There's no trustworthy digital identity (that meets the three criteria I've put above) - not only for people but also for physical goods people get into interactions with (a hairdryer you buy, a door you'd like to open, a bus you'd like to board). Practical implications are not hard to guess:
- digital processes either have to have physical "interludes" (like manual, human checks) ...
- ... and/or accept the obvious flaws, risks, and inconsistencies (that happen at the intersections of the physical and digital world)
Where's decentralization in that?
OK, trustworthy digital identity sounds very useful then, but do we need decentralization for that?
Great question.
Let me answer by approaching it from the rear side: I don't think that full decentralization is even possible. In the end, there has to be some entity (one or more) to confirm the digital identity (e.g., verify its uniqueness) and "bind" it with an entity. Even in decentralized reality, trust is essential - in some cases, it can be fully provided algorithmically (e.g. cryptocurrency transaction's correctness can be validated based upon historical transactions in the blockchain), but in some cases (like creating the digital identity) it can not.
Obviously, it doesn't mean that the other extremum (full centralization) is the way to go. Fully relying on a limited number of parties (as digital identity validators) creates certain risks, e.g.:
- operational (processing bottlenecks)
- security (it's enough to penetrate a single service provider to commit a malicious action of unprecedented scale)
- political (whoever owns such a service, has tremendous power at their disposal)
Probably the best solution is (as nearly always) some sort of balance between these two ends of a spectrum. Some regulated, trusted institutions/consortia will have to be involved, but in the smallest possible scope, i.e. while issuing the identity that could be verified w/o their direct involvement.
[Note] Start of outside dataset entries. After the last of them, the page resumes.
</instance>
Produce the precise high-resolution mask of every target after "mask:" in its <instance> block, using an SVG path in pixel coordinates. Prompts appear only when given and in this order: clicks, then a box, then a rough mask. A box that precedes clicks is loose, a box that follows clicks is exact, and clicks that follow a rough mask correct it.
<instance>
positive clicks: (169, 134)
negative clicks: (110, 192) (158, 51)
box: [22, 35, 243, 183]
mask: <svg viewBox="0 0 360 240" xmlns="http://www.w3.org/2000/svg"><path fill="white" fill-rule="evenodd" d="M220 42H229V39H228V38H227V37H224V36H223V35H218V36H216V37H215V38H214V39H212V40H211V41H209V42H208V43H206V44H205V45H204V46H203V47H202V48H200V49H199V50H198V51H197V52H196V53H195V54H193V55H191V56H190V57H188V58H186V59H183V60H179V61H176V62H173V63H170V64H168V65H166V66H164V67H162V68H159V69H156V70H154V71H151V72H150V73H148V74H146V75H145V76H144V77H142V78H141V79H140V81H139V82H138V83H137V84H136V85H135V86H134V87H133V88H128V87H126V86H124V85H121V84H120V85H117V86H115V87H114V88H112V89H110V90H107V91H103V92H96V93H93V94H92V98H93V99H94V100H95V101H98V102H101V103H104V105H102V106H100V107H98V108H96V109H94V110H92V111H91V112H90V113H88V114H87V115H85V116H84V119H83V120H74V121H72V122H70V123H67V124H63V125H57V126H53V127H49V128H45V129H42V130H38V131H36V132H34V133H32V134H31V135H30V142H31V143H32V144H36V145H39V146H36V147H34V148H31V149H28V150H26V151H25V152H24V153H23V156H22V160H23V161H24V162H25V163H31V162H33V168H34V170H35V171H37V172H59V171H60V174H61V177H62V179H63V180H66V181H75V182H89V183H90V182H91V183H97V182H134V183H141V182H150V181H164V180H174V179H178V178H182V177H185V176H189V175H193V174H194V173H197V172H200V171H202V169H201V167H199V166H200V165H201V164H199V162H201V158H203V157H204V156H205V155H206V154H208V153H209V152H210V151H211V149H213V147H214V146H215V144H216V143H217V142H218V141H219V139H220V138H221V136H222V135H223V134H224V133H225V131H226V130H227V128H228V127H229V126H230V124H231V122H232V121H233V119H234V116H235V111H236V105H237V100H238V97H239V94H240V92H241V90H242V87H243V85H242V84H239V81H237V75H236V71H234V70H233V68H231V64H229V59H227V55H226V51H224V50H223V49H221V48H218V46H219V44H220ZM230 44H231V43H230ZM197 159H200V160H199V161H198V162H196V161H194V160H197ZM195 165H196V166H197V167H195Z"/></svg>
Identity, once already created, will remain decentralized (but immutably signed by a trusted authority, for the sake of straightforward verification).
Wait, what about ...
- ... privacy (exposing information in a distributed system)?
- ... technical feasibility?
- ... already existing implementations?
- ... concerns about immutability (in real-world things ... change)?
- ... additional benefits like a feasible information audit trail that could help battling fake news?
It seems that I've already surpassed my character limit for this post (by far). So more on these (very interesting) topics later, in subsequent posts. Stay tuned.
P.S. If this topic has caught your interest, there's a very interesting book on decentralized identity - "Self-Sovereign Identity" by Alex Preukschat and Drummond Reed. Highly recommended.